Ce que révèle l’«agression antisémite» de Sarcelles

L’emballement disproportionné des premières heures – aujourd’hui retombé – a suscité son lot habituel de commentaires tendancieux sur les «banlieues musulmanes». Mais pas seulement. Un nouveau palier vient d’être franchi dans la construction du discours sur le «nouvel antisémitisme». Une véritable inversion dans la charge de la preuve

[Mea culpa. La première version de cet article contenait une grave inexactitude. J’ai eu le tort de prendre pour argent comptant les propos tenus à l’Assemblée nationale par l’ancien maire de Sarcelles et le non-démenti dans la réponse du Ministre de l’intérieur. Il m’appartiendra à l’avenir d’être plus prudent et rigoureux. J’ai donc modifié la fin de cet article]

Résumons. Le 31 janvier, un enfant juif de huit ans portant kippa dit avoir été agressé dans la rue par deux jeunes adolescents noirs qui l’auraient mis à terre et frappé. Ses parents portent plainte au commissariat de Sarcelles.
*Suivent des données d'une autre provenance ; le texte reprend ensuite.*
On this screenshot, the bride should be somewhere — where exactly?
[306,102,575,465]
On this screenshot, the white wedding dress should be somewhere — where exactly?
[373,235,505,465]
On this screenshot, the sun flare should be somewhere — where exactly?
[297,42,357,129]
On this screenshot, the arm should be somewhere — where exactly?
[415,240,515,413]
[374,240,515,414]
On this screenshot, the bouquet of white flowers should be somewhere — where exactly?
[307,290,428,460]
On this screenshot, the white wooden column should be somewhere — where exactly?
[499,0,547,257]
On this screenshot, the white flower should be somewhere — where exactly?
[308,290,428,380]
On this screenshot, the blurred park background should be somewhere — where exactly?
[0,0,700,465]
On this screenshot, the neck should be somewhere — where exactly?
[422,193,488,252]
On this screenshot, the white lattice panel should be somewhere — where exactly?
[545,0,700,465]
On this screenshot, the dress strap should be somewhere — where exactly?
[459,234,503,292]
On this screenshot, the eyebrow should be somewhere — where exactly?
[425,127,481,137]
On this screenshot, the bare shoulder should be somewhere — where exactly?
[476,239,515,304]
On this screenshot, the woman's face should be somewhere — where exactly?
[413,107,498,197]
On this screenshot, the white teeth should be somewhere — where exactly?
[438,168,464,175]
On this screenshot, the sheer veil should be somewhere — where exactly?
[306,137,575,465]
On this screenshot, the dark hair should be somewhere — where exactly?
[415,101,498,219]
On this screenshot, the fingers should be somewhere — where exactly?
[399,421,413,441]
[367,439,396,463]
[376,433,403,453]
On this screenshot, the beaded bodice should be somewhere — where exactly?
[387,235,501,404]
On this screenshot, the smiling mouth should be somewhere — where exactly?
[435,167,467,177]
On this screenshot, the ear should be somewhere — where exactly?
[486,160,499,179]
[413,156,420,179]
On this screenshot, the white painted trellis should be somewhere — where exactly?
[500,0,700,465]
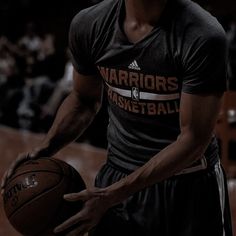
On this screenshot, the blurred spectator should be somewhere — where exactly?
[19,22,41,53]
[227,20,236,90]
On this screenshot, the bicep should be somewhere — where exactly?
[73,69,103,102]
[180,92,222,146]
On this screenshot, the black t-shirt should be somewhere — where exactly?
[69,0,226,169]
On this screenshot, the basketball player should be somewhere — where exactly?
[2,0,232,236]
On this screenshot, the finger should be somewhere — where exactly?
[1,171,7,195]
[64,190,90,202]
[7,154,31,178]
[54,212,84,233]
[69,224,92,236]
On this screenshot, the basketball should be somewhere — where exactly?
[3,158,85,236]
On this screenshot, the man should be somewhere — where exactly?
[0,0,232,236]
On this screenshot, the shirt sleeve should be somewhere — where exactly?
[69,12,97,75]
[182,30,227,94]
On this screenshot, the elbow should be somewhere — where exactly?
[177,132,212,161]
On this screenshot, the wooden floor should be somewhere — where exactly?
[0,126,236,236]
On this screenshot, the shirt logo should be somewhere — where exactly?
[128,60,141,70]
[131,87,140,101]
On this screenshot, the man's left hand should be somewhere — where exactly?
[54,188,110,236]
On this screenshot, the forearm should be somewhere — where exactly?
[40,91,100,156]
[104,134,210,206]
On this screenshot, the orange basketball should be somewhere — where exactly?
[4,158,85,236]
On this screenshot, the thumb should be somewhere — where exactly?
[63,190,89,202]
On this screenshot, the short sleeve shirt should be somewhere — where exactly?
[69,0,227,169]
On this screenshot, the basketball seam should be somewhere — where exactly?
[8,171,63,218]
[7,158,77,185]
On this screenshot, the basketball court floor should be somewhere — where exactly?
[0,126,236,236]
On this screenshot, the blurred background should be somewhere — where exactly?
[0,0,236,236]
[0,0,236,147]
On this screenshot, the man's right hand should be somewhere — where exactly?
[1,149,48,195]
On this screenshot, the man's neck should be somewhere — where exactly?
[125,0,167,25]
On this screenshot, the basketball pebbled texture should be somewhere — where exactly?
[4,158,86,236]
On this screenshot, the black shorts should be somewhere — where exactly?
[89,162,232,236]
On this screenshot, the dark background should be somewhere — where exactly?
[0,0,236,48]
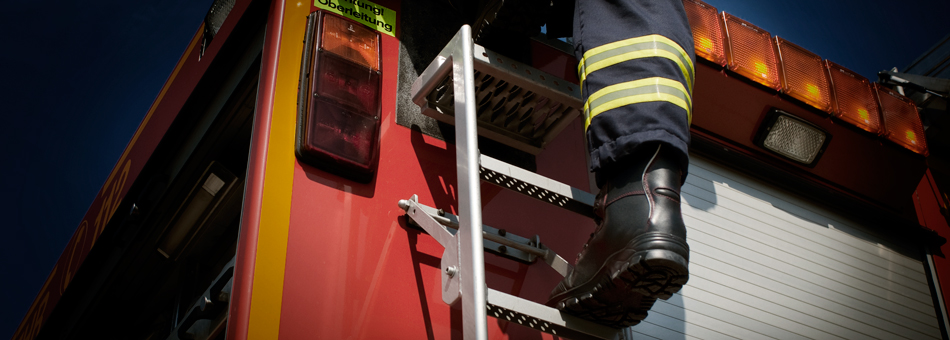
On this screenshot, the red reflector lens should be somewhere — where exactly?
[722,12,782,90]
[301,99,380,173]
[825,60,881,134]
[874,84,928,156]
[683,0,726,66]
[775,38,831,112]
[320,15,379,70]
[314,52,379,113]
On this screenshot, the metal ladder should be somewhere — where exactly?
[399,25,630,340]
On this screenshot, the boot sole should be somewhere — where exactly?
[548,249,689,328]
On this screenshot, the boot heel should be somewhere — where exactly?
[620,249,689,300]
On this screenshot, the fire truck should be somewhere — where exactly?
[13,0,950,340]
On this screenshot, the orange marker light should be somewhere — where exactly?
[825,60,882,134]
[722,12,782,90]
[683,0,726,66]
[320,15,379,71]
[874,84,929,156]
[775,37,831,112]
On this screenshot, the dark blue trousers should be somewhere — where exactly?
[574,0,696,182]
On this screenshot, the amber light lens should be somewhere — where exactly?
[825,60,882,134]
[874,84,928,156]
[775,37,831,112]
[320,15,379,71]
[722,12,782,90]
[683,0,726,66]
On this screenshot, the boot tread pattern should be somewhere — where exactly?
[557,251,689,327]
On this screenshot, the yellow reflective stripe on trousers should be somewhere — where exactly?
[584,77,693,130]
[577,34,696,93]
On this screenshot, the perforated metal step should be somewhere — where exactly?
[413,45,583,154]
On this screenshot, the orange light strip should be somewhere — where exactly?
[775,37,832,112]
[722,12,782,90]
[874,83,929,156]
[825,60,883,134]
[683,0,726,66]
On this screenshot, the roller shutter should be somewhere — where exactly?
[631,155,941,339]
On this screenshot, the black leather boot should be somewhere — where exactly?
[548,145,689,327]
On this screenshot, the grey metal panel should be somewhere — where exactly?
[690,181,929,292]
[687,163,924,274]
[684,189,932,307]
[690,228,936,328]
[687,174,926,284]
[631,156,940,339]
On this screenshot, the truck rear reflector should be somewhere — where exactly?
[775,37,831,112]
[756,109,831,166]
[722,12,782,90]
[874,83,929,156]
[683,0,726,66]
[825,60,883,134]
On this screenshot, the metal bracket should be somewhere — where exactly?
[399,195,463,305]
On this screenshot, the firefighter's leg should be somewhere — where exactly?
[549,0,695,326]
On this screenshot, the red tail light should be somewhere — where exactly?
[296,12,381,182]
[722,12,782,90]
[775,37,831,112]
[874,83,929,156]
[683,0,726,66]
[825,60,882,134]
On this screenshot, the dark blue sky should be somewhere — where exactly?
[0,0,950,339]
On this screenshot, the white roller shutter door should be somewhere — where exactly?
[631,155,941,339]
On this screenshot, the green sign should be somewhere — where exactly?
[313,0,396,37]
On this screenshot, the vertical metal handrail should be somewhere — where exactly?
[451,25,488,340]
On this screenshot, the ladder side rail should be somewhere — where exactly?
[446,25,488,340]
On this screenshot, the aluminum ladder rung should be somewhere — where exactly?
[479,155,594,218]
[488,288,623,340]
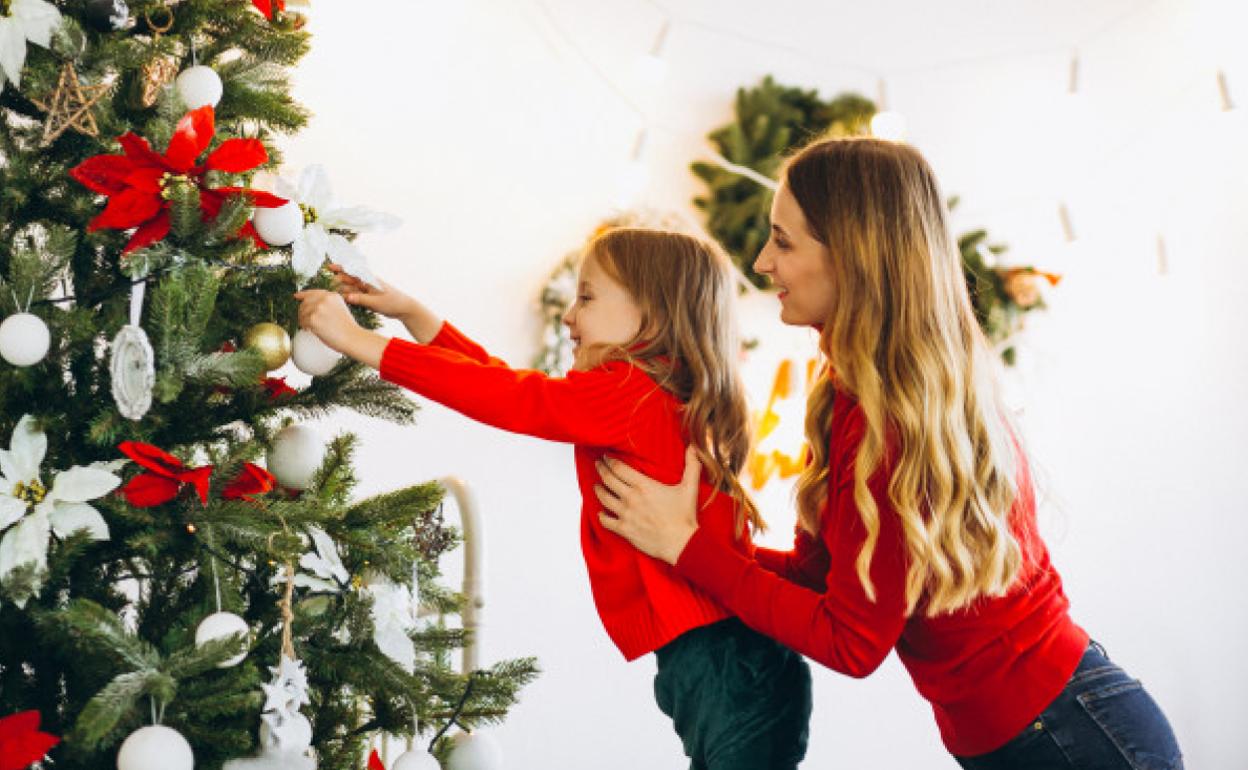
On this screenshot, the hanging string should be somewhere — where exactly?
[429,671,478,754]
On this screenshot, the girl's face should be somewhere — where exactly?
[563,257,641,371]
[754,185,834,326]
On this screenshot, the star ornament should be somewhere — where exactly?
[0,0,61,92]
[31,60,111,147]
[70,104,287,255]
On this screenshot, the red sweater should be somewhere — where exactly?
[381,323,753,660]
[676,396,1088,756]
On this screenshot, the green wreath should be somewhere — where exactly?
[691,76,1058,364]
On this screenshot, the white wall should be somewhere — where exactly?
[287,0,1248,770]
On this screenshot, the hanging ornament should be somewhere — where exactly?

Deux jours après, c’est l’emballement. Tous les grands médias – presse écrite, radios, télés – évoquent cette affaire sans beaucoup de recul. Les faits allégués – et au premier chef, le mobile antisémite – sont tenus pour établis. On parle alors d’un « enfant roué de coups », d’un véritable « passage à tabac ». Sur son compte Twitter, Emmanuel Macron considère que c’est « toute la République qui est agressée » par ces « actes ignobles ». A l’Assemblée nationale, lors des questions d’actualité, le premier ministre exprime le souhait que « la Justice passe avec sévérité ».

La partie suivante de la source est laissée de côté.